Second Life avatar HONDO Slade is in his real life a U.S. Navy Desert Storm veteran. HONDO currently works in the El Paso, Texas area in a military medical clinic. His advice for all veterans? “Get a claims service officer from one of the veterans service organizations. They help you free of charge.” He is a Life Member of Disabled American Veterans and is proud to have been part of the effort to bring DAV into Second Life.
HONDO came into Second Life on 11 May, 2007. When he created his online character, or avatar, he had no idea that he would become a veterans advocate in the virtual world. Nor did he foresee that he would be looked up to by hundreds of members of a group he helped establish in support of veterans and active duty service members as well as their families.
By early October 2007, he had co-founded a group so he could display “U.S. Navy Veteran” above his avatar’s name tag while exploring Second Life. Before long, other Navy vets saw the tag and asked to join the group. One of these was Cowboy Wayne, a Navy vet who owned land space in Second Life and was inspired to build a headquarters for the group–the U.S. Military Veterans Center.
In late October, 2007, Disabled American Veterans (DAV) sent representatives into Second Life. Headquartered in Cold Spring, Kentucky, DAV launched a project in Second Life as a way to connect with younger veterans who felt out of place at chapter meetings dominated by elderly WWII and Korean War vets. DAV’s national leadership was amazed to find the U.S. Military Veterans Center in Second Life, and moreover that Manny, one of the Center co-founders, is a disabled veteran. Moreover, other veterans began to find the Veterans Center in their search for aid and support in their ongoing battle with the VA bureaucracy. The idea clearly worked, and DAV continues to partner with the U.S. Military Veterans Center in Second Life to provide outreach, advocacy and services to America’s vets.
By Veterans Day 2007, the U.S. Military Veterans Center had attracted the interest of Second Life news media and its founders were interviewed for a Veterans Day special report. When they watched the completed new report, the members of the U.S. Navy Veteran group learned that a replica of The Vietnam Veterans Memorial Wall had been constructed in Second Life, so they naturally hurried over to see for themselves. While there, they met the creators of The Wall, including Evian Argus, who identified himself as a Navy vet and asked to join. As vets from other services found the Veterans Center and asked about joining, the U.S. Navy Veteran group co-founders recognized that a new all-service group was needed, so Cowboy Wayne created the U.S. Military Veteran group. Today, U.S. Military Veteran is the group that owns and operates the U.S. Military Veterans Center in Second Life.
In mid-December 2007, DAV’s national leadership agreed that Second Life provides a powerful platform where veterans can socialize with vets of their own age group and find solutions to the real life challenges of life after active duty military service. Disabled American Veterans constructed an information office within the U.S. Military Veterans Center to help Vet Center staff refer vets to DAV’s six-region campus in Second Life and the vital services available to them.
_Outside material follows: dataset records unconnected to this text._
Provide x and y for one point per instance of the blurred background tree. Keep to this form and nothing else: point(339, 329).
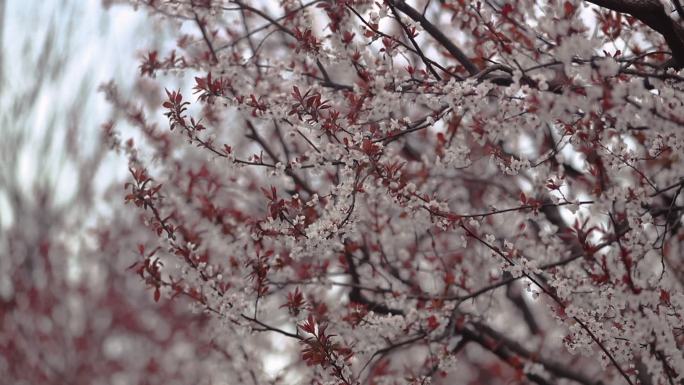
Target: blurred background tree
point(71, 310)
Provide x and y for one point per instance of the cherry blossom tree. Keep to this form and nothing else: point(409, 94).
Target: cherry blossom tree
point(72, 310)
point(425, 191)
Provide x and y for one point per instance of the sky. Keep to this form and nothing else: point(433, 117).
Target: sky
point(55, 54)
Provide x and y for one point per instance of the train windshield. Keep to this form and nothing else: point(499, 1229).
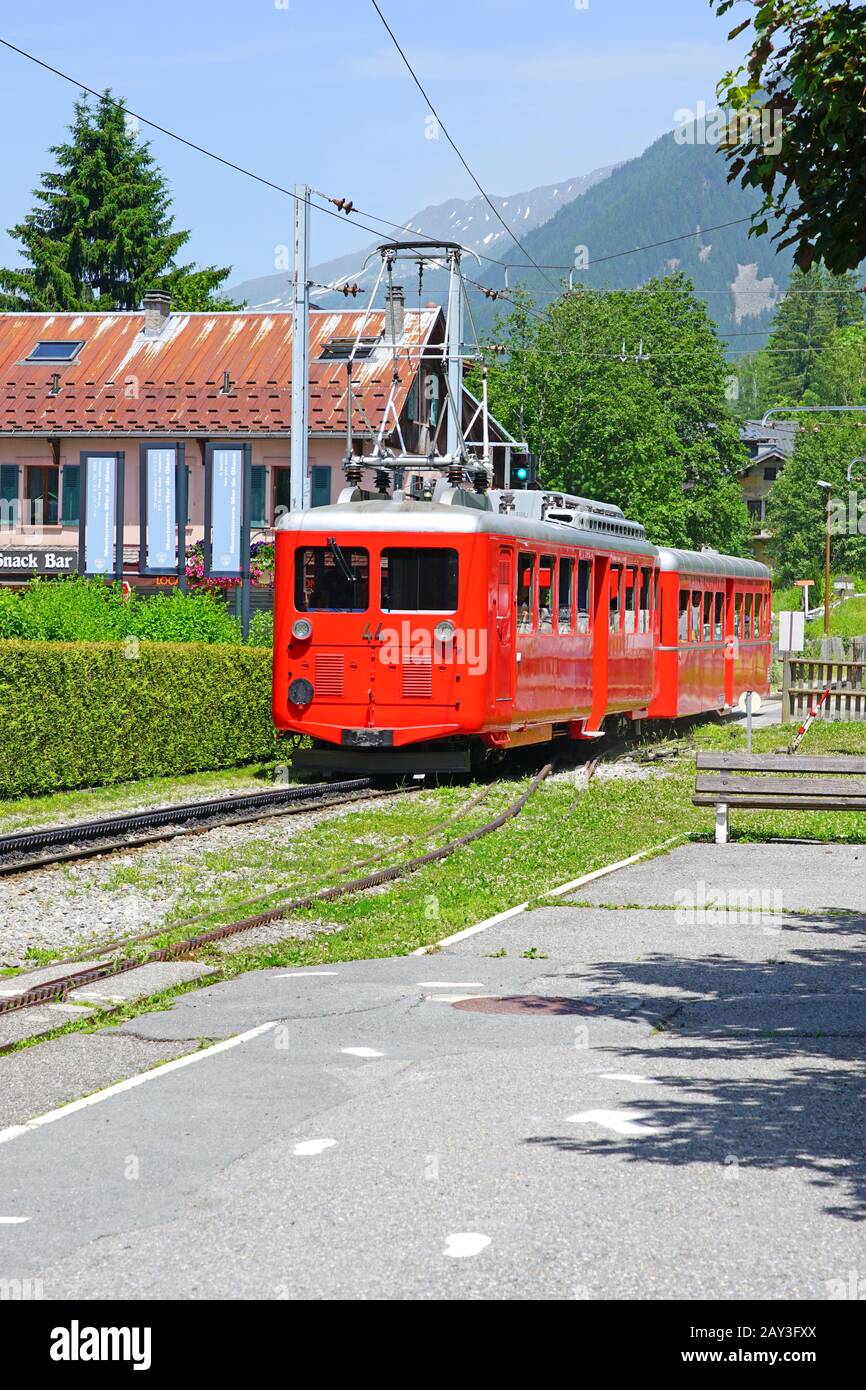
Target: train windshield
point(331, 578)
point(419, 580)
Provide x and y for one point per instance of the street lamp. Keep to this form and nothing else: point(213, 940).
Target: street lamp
point(829, 488)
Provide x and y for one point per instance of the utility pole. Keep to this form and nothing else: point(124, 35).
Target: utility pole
point(455, 348)
point(299, 491)
point(827, 487)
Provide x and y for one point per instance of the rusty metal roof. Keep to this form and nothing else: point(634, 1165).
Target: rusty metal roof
point(124, 382)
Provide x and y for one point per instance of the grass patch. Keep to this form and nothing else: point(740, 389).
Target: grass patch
point(104, 801)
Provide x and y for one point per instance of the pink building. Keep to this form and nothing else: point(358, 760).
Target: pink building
point(74, 384)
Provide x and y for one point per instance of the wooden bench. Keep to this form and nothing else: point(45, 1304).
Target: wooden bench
point(741, 780)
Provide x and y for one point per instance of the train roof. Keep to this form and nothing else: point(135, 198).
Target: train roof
point(388, 516)
point(711, 562)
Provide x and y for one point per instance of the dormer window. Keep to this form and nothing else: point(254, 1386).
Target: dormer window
point(50, 349)
point(339, 349)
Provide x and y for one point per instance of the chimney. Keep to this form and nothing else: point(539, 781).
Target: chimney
point(395, 312)
point(157, 307)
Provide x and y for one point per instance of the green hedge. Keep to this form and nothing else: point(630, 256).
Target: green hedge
point(93, 713)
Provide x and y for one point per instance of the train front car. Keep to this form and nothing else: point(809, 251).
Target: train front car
point(416, 635)
point(715, 633)
point(381, 634)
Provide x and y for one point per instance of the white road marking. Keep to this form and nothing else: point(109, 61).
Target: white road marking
point(630, 1076)
point(551, 893)
point(455, 998)
point(313, 1146)
point(14, 1130)
point(464, 1243)
point(622, 1122)
point(451, 984)
point(480, 926)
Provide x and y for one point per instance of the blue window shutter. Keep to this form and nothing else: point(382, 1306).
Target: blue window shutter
point(9, 483)
point(320, 485)
point(257, 496)
point(71, 494)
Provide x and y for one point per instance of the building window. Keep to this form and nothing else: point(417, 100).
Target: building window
point(282, 491)
point(9, 496)
point(257, 496)
point(42, 491)
point(71, 494)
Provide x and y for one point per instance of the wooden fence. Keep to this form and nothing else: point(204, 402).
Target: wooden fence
point(805, 680)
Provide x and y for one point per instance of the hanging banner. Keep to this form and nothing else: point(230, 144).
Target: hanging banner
point(102, 514)
point(227, 512)
point(163, 508)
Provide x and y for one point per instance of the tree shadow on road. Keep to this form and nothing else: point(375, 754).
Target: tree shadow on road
point(774, 1068)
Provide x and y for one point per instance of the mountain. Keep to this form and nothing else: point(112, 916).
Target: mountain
point(458, 220)
point(670, 189)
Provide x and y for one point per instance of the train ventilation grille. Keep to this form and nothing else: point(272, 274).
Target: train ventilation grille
point(330, 674)
point(417, 680)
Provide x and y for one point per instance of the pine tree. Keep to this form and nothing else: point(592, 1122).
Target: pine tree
point(102, 232)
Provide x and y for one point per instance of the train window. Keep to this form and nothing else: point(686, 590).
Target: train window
point(616, 597)
point(695, 624)
point(584, 594)
point(526, 567)
point(683, 626)
point(545, 594)
point(644, 601)
point(331, 578)
point(419, 580)
point(631, 599)
point(565, 594)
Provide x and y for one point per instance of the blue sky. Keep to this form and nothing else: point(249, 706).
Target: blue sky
point(312, 89)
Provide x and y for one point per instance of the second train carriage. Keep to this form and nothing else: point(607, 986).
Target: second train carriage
point(403, 623)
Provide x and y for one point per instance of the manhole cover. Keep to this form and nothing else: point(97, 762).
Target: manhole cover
point(527, 1004)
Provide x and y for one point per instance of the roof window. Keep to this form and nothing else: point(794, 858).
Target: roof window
point(49, 349)
point(339, 349)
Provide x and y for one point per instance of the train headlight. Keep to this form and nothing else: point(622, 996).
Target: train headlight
point(300, 692)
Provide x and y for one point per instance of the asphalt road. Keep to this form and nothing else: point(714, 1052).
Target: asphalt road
point(685, 1122)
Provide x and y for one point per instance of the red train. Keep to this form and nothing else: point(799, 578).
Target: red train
point(410, 635)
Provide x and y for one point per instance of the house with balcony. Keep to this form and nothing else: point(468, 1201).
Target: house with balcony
point(769, 448)
point(110, 382)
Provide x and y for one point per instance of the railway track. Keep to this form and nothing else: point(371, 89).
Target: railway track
point(29, 849)
point(54, 990)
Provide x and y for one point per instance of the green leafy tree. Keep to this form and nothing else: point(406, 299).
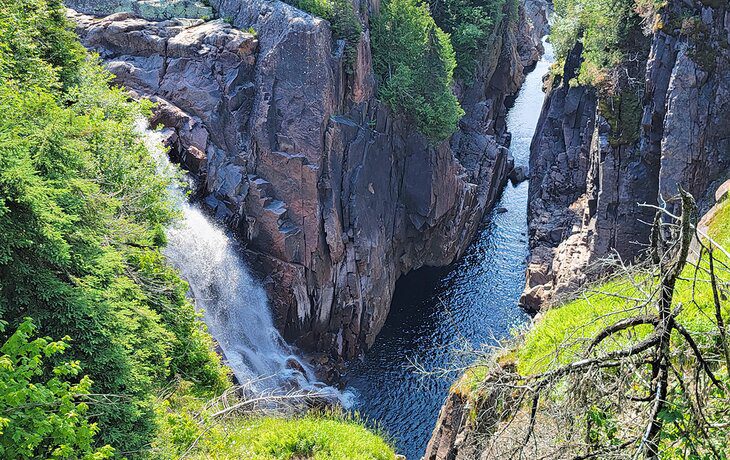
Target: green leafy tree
point(471, 24)
point(415, 63)
point(42, 414)
point(82, 209)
In August 2008, DAV opened its six-region campus to the public and introduced it simultaneously at its National Convention held in Las Vegas. Moreover, the DAV website features a link on its home page to information about Second Life that includes a thank you to the U.S. Military Veterans Center and its members.
Tthe U.S. Military Veterans Center is becoming well-known outside of Second Life. While waiting for care at his VA medical center, he heard some vets talking about HONDO Slade. At a recent meeting of an El Paso DAV chapter, the commander was amazed to realize that he was speaking to one of the co-founders of the U.S. Military Veterans Center he had read about on the DAV home page. Moreover, veterans who have visited the U.S. Military Veterans Center and joined the group tell fellow vets about it and bring them in. It is not unusual to learn that a visitor has learned about the Veterans Center from one of his buddies and would like to join the group. Recently, a group member took his lap top to a sports bar, gathered his buddies around the screen, and treated them to a tour of the Veterans Center and talked with other vets there.